SPENCER— The unusual aspect of Tuesday afternoon’s North Rowan-Salisbury baseball game was that Daniel Moore kept having to pitch with runners on base.

Not surprising, though, was the way North’s ace recovered when trouble loomed. He pitched out of two early jams and helped the Cavaliers to a 12-2 six-inning win over their 2A Central Carolina Conference rival.

The win put North in sole possession of first place in the league at 9-3 overall and a perfect 6-0 one time through the conference.
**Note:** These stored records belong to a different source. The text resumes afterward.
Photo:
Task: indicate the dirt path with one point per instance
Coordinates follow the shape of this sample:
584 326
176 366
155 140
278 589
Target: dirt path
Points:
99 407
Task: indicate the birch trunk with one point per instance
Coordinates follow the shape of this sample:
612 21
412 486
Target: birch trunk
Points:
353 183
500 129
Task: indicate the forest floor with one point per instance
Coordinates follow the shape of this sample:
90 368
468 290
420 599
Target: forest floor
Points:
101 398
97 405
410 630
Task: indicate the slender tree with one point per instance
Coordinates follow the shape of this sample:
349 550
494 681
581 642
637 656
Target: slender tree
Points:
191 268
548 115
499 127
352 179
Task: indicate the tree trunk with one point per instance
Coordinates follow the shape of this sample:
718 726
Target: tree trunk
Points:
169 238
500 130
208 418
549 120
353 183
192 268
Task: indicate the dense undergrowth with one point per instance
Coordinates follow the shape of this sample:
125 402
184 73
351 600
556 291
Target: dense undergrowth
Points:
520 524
Salisbury fell to 6-3 overall, 4-1 in the CCC.

Hornet Daniel Wallace opened the game by smoking a single to left field. Then Cole Grams followed with a walk, and it became clear that Moore wasn’t quite himself. The 6-foot-5 lefty was still recovering from a bout of strep throat suffered last week.
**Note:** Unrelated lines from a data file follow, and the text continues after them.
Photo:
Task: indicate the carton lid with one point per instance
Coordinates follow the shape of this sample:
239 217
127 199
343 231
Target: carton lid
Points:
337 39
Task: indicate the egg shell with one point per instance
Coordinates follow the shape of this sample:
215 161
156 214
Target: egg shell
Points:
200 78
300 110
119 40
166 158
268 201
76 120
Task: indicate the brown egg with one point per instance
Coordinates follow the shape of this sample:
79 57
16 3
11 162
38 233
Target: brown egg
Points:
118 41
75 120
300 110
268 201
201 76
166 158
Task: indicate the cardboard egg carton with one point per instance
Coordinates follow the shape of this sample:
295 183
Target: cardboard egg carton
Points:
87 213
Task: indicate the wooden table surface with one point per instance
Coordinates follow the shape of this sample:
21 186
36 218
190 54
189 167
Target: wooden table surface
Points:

“I was a little weak early, but I got some Gatorade and I felt OK,”Moore said.“I never could get a good rhythm out there. I was all over the place early and late in the game it seemed like Iwas just barely missing my spots.”

Tommy Ludwig’s RBI single to end the first was Salisbury’s second hit of the inning, the same number Moore generally yields per game. The Hornets ended up with four, and while Moore struck out seven, the four walks he allowed were the most since the season opener.

Moore wasn’t the only one uncomfortable on the mound. Salisbury starter Michael Blount ran into trouble in the first inning after back-to-back two-out walks. Aaron Rimer’s sacrifice fly had tied the game at 1-all before Moore and Eric Mowery walked with two outs. Cass Jarrett followed with a ground-rule double over the left-field fence, and Tad Ogg drilled a single to right field to bring home two runs for a 4-1 lead.

Moore walked Grams to force in a run in the top of the second, but he bounced back to end the threat with a strikeout and tapper back to the mound.

The Hornets only trailed 4-2, but knew their chances were slipping away.

“We started out the game putting the bat on the ball, but we left too many on,”Salisbury head coach Tom Sexton said. “If we had had one more positive at-bat in the early innings we could have made a game of it.”

Instead, North began to pull away, one walk at a time. TheCavaliers were patient at the plate and took 12 walks, including two with the bases loaded in the bottom of the third. In the fourth, a walk and an error helped plate two more runs and put the Cavs up 9-2.

“Mike caught three games last week, so he hasn’t thrown from the mound in more than a week and he was rusty,”Sexton said of Blount, who walked nine and struck out three. “He put too many men on base and he knows that. In high school baseball, those runs are going to score.”

Moore picked things up in the third with a 1-2-3 inning. He then left two more runners on in the fourth when Phillip Goodman made a nice grab on Blount’s line drive down the first-base line to end the threat.

Salisbury went quietly in the fifth and sixth, as Moore retired the last eight batters he faced.

“He wasn’t anything near 100 percent. He was pitching on guts a lot today,”Kesler said of Moore, who missed three days of school last week. “He went out there and battled and worked his way through it.”

n

NOTES: North ended the game early with RBI singles from Rimer and Woodburn in the fifth and sixth. … Moore and Mowery each scored three times. … Moore’s walk total could have been higher. He went to a three-ball count nine times. … Sexton told his team not to be discouraged by the loss, as Salisbury still holds a firm grasp of second place in the CCC heading into a big game Friday against North Stanly. “Plain and simple, the way we see it is as a race for the top three spots,”Sexton said. “It’s been a long time since Salisbury has been in a race.”